Sur la demande en paiement d’une indemnité d’occupation
Monsieur [L] [I] est désormais occupant sans droit ni titre. Cette occupation illicite cause manifestement et nécessairement un préjudice au bailleur qui doit être réparé par l’allocation à titre provisionnel d’une indemnité d’occupation qui sera fixée à titre provisionnel par référence au montant du loyer et des charges qui auraient été dus en cas de non-résiliation du bail dans la limite de la demande formée par la S.C.I. CATEDO, soit la somme de 445,30 €.
Sur l’engagement de la caution
L’engagement de caution de Madame [R] [I] résulte clairement du contrat accessoire au bail du 12 mars 2021 qu’elle a signé et qui comporte la mention manuscrite exigée par la loi.
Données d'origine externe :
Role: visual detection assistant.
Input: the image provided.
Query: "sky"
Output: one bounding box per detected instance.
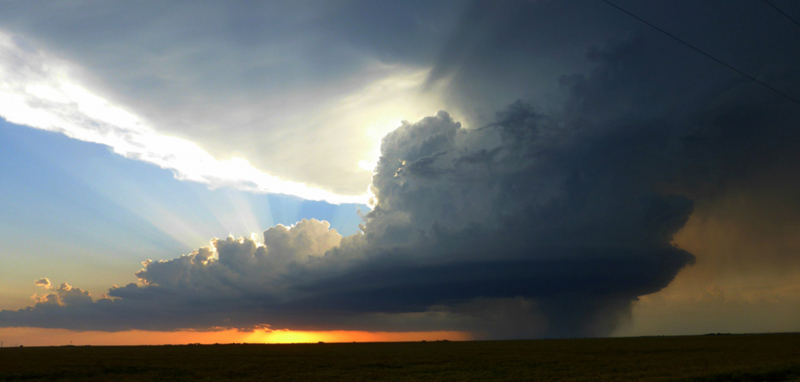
[0,0,800,346]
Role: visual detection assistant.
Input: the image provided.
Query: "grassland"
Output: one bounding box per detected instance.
[0,334,800,381]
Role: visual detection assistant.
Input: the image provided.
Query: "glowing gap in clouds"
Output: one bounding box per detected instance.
[0,32,367,204]
[0,328,472,346]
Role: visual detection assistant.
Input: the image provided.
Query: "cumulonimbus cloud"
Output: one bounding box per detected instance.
[0,21,798,337]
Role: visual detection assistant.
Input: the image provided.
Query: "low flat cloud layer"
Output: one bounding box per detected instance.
[0,1,800,338]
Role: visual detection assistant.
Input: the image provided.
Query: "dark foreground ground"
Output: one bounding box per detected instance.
[0,334,800,381]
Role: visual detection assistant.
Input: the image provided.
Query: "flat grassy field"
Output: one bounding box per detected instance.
[0,334,800,381]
Son obligation à la dette locative, y compris l’indemnité d’occupation expressément mentionnée au contrat de cautionnement solidaire, n’apparaît donc pas contestable. Elle sera donc condamnée solidairement avec le locataire au paiement de la dette principale.
Sur les autres demandes
Monsieur [L] [I], qui succombe à l’instance, devra supporter la charge des dépens et celle des frais énoncés à l’article 700 du code de procédure civile qu’il apparaît conforme à l’équité de fixer à la somme de 350,00 €.
PAR CES MOTIFS,
Nous, Juge des contentieux de la protection,
Statuant publiquement par ordonnance de référé réputée contradictoire en premier ressort, rendue par mise à disposition au greffe,
CONSTATONS la résiliation du bail conclu le 12 mars 2021 entre la S.C.I. CATEDO et Monsieur [L] [I] à compter du 23 avril 2023,
ORDONNONS, faute de départ volontaire incluant la remise des clefs, l’expulsion de Monsieur [L] [I] ainsi que tout occupant de son chef, du local sis 24, rue Emmanuel Chabrier à CLERMONT-FERRAND (Puy-de-Dôme), si besoin est avec l’assistance de la force publique et d’un serrurier, dans les formes et délais prévus par les articles L. 431-1 et suivants et R. 411-1 et suivants du code des procédures civiles d’exécution, et conformément à l’article L. 433-1 du même code, à procéder à l’enlèvement de tous les biens mobiliers garnissant les lieux loués et à les faire entreposer dans tel local de son choix aux frais et périls des parties expulsées,
CONDAMNONS solidairement Monsieur [L] [I] et Madame [R] [I] à payer à la S.C.I. CATEDO la somme provisionnelle de 3.919,87 € à valoir sur l’arriéré locatif arrêté au 3 avril 2025, comprenant les loyers, charges et indemnités d’occupation jusqu’à l’échéance du mois de mars 2025 incluse, outre intérêts au taux légal à compter du 2 janvier 2025,
FIXONS la provision à valoir sur l’indemnité d’occupation sans droit ni titre due in solidum par Monsieur [L] [I] et Madame [R] [I] à la somme provisionnelle mensuelle de 445,30 €, à compter de la résiliation du bail et au besoin les CONDAMNONS à verser à la S.C.I. CATEDO à titre provisionnel ladite indemnité mensuelle à compter du mois de avril 2025 et jusqu’à complète libération des lieux, sous déduction des versements intervenus depuis,
CONDAMNONS Monsieur [L] [I] et Madame [R] [I] à payer in solidum à la S.C.I. CATEDO la somme de 350,00 € sur le fondement de l’article 700 du code de procédure civile ainsi qu’aux dépens comprenant le coût de l’assignation, du commandement de payer du 23 février 2023, de sa dénonciation à la caution et celui de la notification de l’assignation au représentant de l’état dans le département,
RAPPELONS que la présente ordonnance est assortie de plein droit de l’exécution provisoire,
DÉBOUTONS les parties du surplus de leurs demandes.
Ainsi fait, jugé et mis à disposition au greffe de la juridiction aux jour, mois et année susdits. En foi de quoi l’ordonnance a été signée par le Juge des contentieux de la protection et le greffier.